Soil moisture is a key factor in determining the annual progress of natural environments and human systems. In horticultural and agricultural settings, soil moisture information can aid in making decisions regarding plant variety choice and planting time, irrigation needs, and the timing of various farming and gardening activities.  To aid in monitoring conditions across the United States, NOAA and other federal agencies provide a suite of soil moisture products ranging from modeled estimates over broad areas to actual measurements at specific locations. The map shown displays areas that are wetter (green) and drier (yellow-red) than normal as estimated by a model (see the soil moisture page in the U.S. Drought Portal for more information and different models).

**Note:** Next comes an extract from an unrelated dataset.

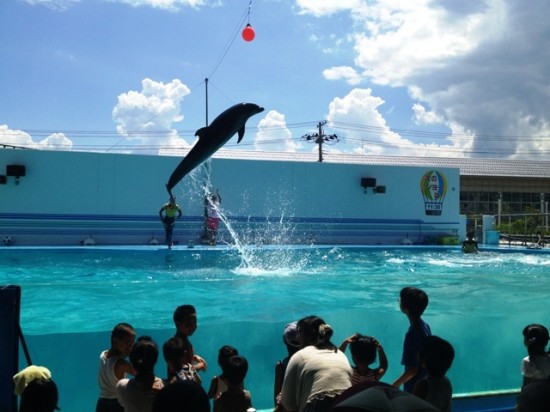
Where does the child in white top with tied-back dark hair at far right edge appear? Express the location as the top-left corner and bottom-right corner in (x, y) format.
(521, 323), (550, 385)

This model mathematically combines information about the weather in recent times with knowledge of the soils of the United States and how water moves through soil into a best estimate of the current soil moisture condition. When soil is warmer than the freezing point, soil moisture can be measured directly at many locations to give an overall impression, or a farmer or gardener can perform their own measurements of their fields and plots.

NOAA’s National Climatic Data Center (NCDC) monitors and maintains observation stations collectively known as the U.S. Climate Reference Network (USCRN). Over 100 stations measure hourly soil temperature and soil moisture with three sensors at up to five depths in vertical profiles. Quality controlled layer average values for soil moisture from these individual sensors are available on the USCRN Observations page. Bulk amounts of these data are also available in Quality Controlled Datasets for each station.

NCDC also provides several visualization tools that depict USCRN data. A Soil Moisture and Soil Temperature Visualization tool is available from the National Integrated Drought Information System (NIDIS), which draws simple line graphs of USCRN soil moisture and temperature data. The Soil Moisture Infiltration and Percolation Visualization tool depicts soil moisture changes over time and depth at a selected USCRN station. The Soil Moisture Time Series with Inter-Hole Range Visualization tool shows time series representing ranges of the three measurements of the percent of water content in the soil at different depths.  Soil moisture cannot be detected by USCRN instruments when the soil is frozen, so graphs may be missing upper soil layers during winter, with data displayed more fully as soil thaws in the spring. As soils warm and thoughts turn to the garden, check on the soil moisture in your region frequently and incorporate this information into your own activities.